Le repli sur soi et la haine de l’autre vont toujours de paire avec le contrôle de l’opinion et la restriction des libertés !
Qui en doute encore ?

La « force » du peuple

« Si le peuple avait des instincts violents, il ne subirait pas 24 h de plus la vie de misères, de privations, de dur labeur … qui est l’existence à laquelle le courbe la minorité parasitaire et exploiteuse … Le peuple, déprimé par l’éducation qu’on lui inculque, saturé de préjugés, est obligé de faire un considérable effort pour s’élever à la conscience et, même quand il y est parvenu, loin de se laisser emporter par une légitime colère, il obéit au principe du moindre effort : il cherche et suit la voie qui lui paraît la plus courte et la moins hérissée de difficultés « 

Emile Pouget dans un article rédigé en prison en 1908 sous le titre « les caractères de l’action directe » in Le syndicalisme et ses armes – Agone – 2005

Générosité

En fait, la vie est simple. Il suffit d’être attentif et de savoir reconnaître et apprécier tous les petits cadeaux que nous font les autres :

un sourire,

une poignée de main sympa,

une photo qu’on vous envoie,

un petit mot du genre, merci, pardon, après-vous, s’il vous plaît,

un petit salut au volant quand un autre automobiliste nous laisse passer !

une minute ou deux d’écoute de la part d’un ami …

une attention qui nous montre qu’on est important pour quelqu’un,

Tout bêtement, quelqu’un qui nous appelle par notre prénom !

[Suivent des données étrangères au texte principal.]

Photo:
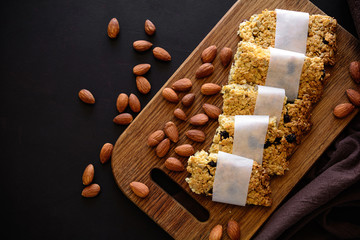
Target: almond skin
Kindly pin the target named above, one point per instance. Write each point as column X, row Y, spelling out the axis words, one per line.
column 188, row 99
column 155, row 138
column 139, row 189
column 174, row 164
column 209, row 54
column 143, row 85
column 86, row 96
column 170, row 95
column 354, row 96
column 141, row 69
column 142, row 45
column 105, row 152
column 113, row 28
column 171, row 131
column 225, row 56
column 122, row 102
column 182, row 85
column 196, row 135
column 180, row 114
column 185, row 150
column 91, row 190
column 211, row 110
column 216, row 233
column 88, row 174
column 342, row 110
column 210, row 89
column 149, row 27
column 134, row 103
column 163, row 147
column 123, row 119
column 204, row 70
column 199, row 119
column 161, row 54
column 355, row 71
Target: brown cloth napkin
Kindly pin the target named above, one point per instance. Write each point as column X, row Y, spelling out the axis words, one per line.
column 326, row 202
column 354, row 6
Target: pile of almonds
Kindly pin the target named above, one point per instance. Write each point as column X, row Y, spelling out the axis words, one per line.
column 344, row 109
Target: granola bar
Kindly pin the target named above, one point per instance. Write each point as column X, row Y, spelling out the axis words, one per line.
column 202, row 167
column 321, row 41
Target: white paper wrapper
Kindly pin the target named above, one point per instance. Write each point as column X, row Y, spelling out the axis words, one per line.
column 291, row 30
column 249, row 136
column 232, row 179
column 284, row 71
column 270, row 102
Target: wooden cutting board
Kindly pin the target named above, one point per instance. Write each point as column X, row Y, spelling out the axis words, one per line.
column 132, row 160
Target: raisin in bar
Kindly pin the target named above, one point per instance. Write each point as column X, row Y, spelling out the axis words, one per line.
column 251, row 64
column 202, row 167
column 321, row 40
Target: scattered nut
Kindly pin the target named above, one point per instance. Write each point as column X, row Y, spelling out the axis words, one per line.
column 88, row 174
column 134, row 103
column 344, row 109
column 142, row 45
column 149, row 27
column 105, row 152
column 122, row 102
column 91, row 190
column 209, row 54
column 123, row 119
column 113, row 28
column 86, row 96
column 143, row 85
column 139, row 189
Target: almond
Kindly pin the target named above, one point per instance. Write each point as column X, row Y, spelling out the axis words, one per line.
column 170, row 95
column 123, row 119
column 143, row 85
column 122, row 102
column 343, row 109
column 233, row 230
column 149, row 27
column 355, row 71
column 139, row 189
column 210, row 89
column 163, row 147
column 185, row 150
column 182, row 85
column 88, row 174
column 196, row 135
column 113, row 28
column 105, row 152
column 142, row 45
column 180, row 114
column 86, row 96
column 216, row 233
column 91, row 190
column 199, row 119
column 141, row 69
column 174, row 164
column 211, row 110
column 204, row 70
column 171, row 131
column 161, row 54
column 155, row 138
column 188, row 99
column 209, row 54
column 354, row 96
column 225, row 56
column 134, row 103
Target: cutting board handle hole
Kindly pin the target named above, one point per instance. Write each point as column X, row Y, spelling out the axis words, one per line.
column 182, row 197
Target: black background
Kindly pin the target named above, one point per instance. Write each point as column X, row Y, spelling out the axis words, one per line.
column 49, row 51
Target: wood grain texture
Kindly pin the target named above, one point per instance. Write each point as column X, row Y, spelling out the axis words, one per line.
column 132, row 160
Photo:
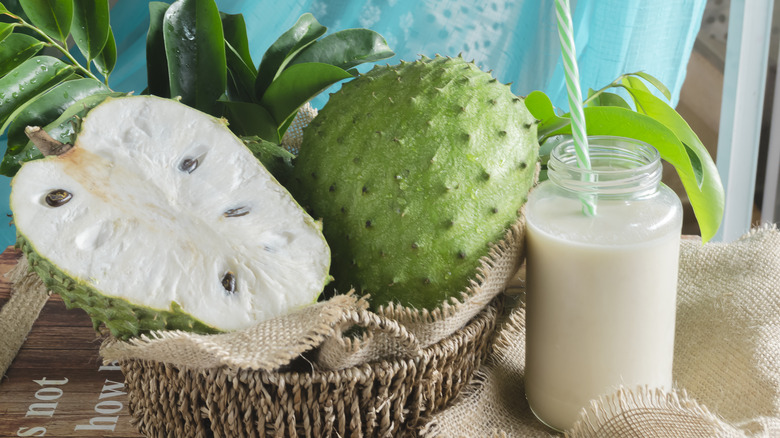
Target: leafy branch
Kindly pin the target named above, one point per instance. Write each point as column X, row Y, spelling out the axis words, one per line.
column 654, row 122
column 194, row 52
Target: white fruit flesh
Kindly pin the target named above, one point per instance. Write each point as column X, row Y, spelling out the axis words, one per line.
column 141, row 227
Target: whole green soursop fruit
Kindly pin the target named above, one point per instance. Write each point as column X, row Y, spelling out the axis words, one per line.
column 415, row 170
column 160, row 218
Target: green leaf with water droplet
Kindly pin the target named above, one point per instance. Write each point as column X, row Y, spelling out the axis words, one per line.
column 156, row 61
column 46, row 107
column 346, row 49
column 53, row 17
column 90, row 26
column 304, row 32
column 16, row 49
column 63, row 129
column 5, row 30
column 195, row 49
column 297, row 85
column 106, row 59
column 241, row 69
column 28, row 80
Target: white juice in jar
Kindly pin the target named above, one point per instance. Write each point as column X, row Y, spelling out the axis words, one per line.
column 601, row 298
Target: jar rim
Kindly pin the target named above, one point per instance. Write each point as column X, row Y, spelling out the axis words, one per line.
column 619, row 166
column 563, row 152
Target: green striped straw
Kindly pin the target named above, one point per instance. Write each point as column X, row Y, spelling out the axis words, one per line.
column 572, row 74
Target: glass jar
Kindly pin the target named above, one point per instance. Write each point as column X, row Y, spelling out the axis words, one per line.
column 601, row 289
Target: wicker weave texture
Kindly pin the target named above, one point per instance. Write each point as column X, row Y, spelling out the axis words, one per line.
column 380, row 399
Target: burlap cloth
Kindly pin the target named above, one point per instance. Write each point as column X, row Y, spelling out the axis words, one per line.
column 727, row 352
column 726, row 370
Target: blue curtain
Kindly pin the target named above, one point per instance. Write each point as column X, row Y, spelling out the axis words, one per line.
column 515, row 39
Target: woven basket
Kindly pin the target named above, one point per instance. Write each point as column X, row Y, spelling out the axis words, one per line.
column 384, row 398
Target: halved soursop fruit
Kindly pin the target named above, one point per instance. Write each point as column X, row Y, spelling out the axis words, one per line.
column 160, row 218
column 416, row 169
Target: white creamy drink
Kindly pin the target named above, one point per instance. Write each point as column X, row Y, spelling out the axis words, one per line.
column 601, row 295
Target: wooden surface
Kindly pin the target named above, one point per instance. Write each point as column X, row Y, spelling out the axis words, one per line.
column 58, row 386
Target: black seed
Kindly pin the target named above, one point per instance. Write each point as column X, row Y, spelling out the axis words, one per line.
column 188, row 165
column 229, row 282
column 237, row 212
column 58, row 198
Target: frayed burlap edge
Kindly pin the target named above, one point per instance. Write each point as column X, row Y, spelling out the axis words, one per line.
column 18, row 315
column 268, row 345
column 653, row 411
column 496, row 270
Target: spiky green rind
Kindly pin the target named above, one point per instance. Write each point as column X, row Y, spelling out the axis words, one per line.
column 415, row 170
column 122, row 318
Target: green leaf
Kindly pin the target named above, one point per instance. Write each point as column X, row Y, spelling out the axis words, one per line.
column 706, row 199
column 16, row 49
column 26, row 81
column 195, row 48
column 274, row 158
column 241, row 83
column 297, row 85
column 655, row 82
column 106, row 59
column 53, row 17
column 5, row 30
column 90, row 26
column 250, row 119
column 241, row 69
column 609, row 99
column 156, row 61
column 346, row 49
column 543, row 110
column 47, row 106
column 304, row 32
column 234, row 28
column 286, row 124
column 707, row 179
column 64, row 129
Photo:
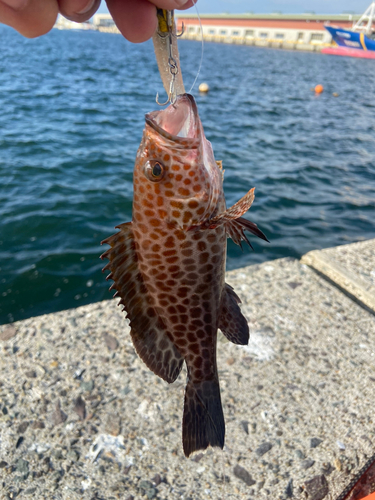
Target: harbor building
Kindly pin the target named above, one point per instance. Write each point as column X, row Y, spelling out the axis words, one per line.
column 288, row 31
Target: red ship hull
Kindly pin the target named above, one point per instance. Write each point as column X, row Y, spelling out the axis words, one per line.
column 345, row 51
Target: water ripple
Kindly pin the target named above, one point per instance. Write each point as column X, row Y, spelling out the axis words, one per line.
column 72, row 114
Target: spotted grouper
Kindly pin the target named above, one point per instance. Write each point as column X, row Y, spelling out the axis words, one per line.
column 168, row 264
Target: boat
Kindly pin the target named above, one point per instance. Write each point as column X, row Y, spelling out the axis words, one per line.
column 356, row 42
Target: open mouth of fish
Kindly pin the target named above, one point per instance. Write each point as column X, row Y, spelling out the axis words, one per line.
column 178, row 122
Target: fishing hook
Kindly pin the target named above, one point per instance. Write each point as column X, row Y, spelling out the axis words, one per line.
column 165, row 30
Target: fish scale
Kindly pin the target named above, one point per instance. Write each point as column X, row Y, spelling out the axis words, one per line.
column 168, row 264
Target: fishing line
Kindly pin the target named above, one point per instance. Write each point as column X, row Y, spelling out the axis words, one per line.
column 201, row 61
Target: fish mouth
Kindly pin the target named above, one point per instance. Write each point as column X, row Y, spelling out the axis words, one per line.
column 178, row 122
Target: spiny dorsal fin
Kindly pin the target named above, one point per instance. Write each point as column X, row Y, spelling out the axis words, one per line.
column 148, row 331
column 219, row 163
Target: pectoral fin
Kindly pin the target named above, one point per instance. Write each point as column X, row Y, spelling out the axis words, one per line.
column 148, row 332
column 234, row 223
column 231, row 321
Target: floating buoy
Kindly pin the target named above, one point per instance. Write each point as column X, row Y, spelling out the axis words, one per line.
column 203, row 87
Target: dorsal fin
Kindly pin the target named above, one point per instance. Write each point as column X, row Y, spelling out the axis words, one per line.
column 231, row 321
column 148, row 331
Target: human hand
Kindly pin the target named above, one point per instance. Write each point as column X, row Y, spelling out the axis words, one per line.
column 136, row 19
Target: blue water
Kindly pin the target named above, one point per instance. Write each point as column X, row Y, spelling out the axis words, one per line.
column 71, row 119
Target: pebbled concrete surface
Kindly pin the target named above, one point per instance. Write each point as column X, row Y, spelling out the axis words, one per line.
column 350, row 267
column 81, row 417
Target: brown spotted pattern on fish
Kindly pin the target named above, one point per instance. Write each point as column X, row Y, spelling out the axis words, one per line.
column 168, row 264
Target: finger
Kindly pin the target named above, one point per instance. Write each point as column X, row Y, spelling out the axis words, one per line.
column 31, row 18
column 78, row 10
column 173, row 4
column 136, row 19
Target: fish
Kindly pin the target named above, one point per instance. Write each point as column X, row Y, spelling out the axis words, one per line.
column 168, row 264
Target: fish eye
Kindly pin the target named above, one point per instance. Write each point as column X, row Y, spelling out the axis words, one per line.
column 154, row 170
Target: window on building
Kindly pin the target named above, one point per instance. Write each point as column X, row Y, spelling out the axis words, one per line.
column 316, row 37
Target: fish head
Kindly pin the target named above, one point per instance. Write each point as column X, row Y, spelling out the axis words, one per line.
column 176, row 178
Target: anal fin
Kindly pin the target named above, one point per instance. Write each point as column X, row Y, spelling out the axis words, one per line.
column 231, row 321
column 148, row 332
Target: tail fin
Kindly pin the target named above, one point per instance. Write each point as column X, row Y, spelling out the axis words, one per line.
column 203, row 421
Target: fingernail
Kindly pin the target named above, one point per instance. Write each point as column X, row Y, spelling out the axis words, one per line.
column 87, row 8
column 15, row 4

C’est rien tout ça et ça met pas en péril le taux de croissance du P.I.B

c’est même excellent pour la Sécu car ça maintient en bonne santé !

à vous !

L’impression de savoir

Entre nos croyances qui bien souvent nous enferment
et nos connaissances qui sont censées nous libérer, y a-t-il un espace ?
Ou, pour le dire autrement, entre nos connaissances qui devraient nous faire progresser dans la raison
et nos croyances qui nous sauvent de la nécessité permanente de tout remettre en cause,
peut-on glisser un interstice, un petit quelque chose ?
Il me semble que dans cet intervalle minuscule se terre
un mal gigantesque, redoutable, c’est l’impression de savoir !
Non ?
Arlequin commence mal l’année, vous ne trouvez pas ?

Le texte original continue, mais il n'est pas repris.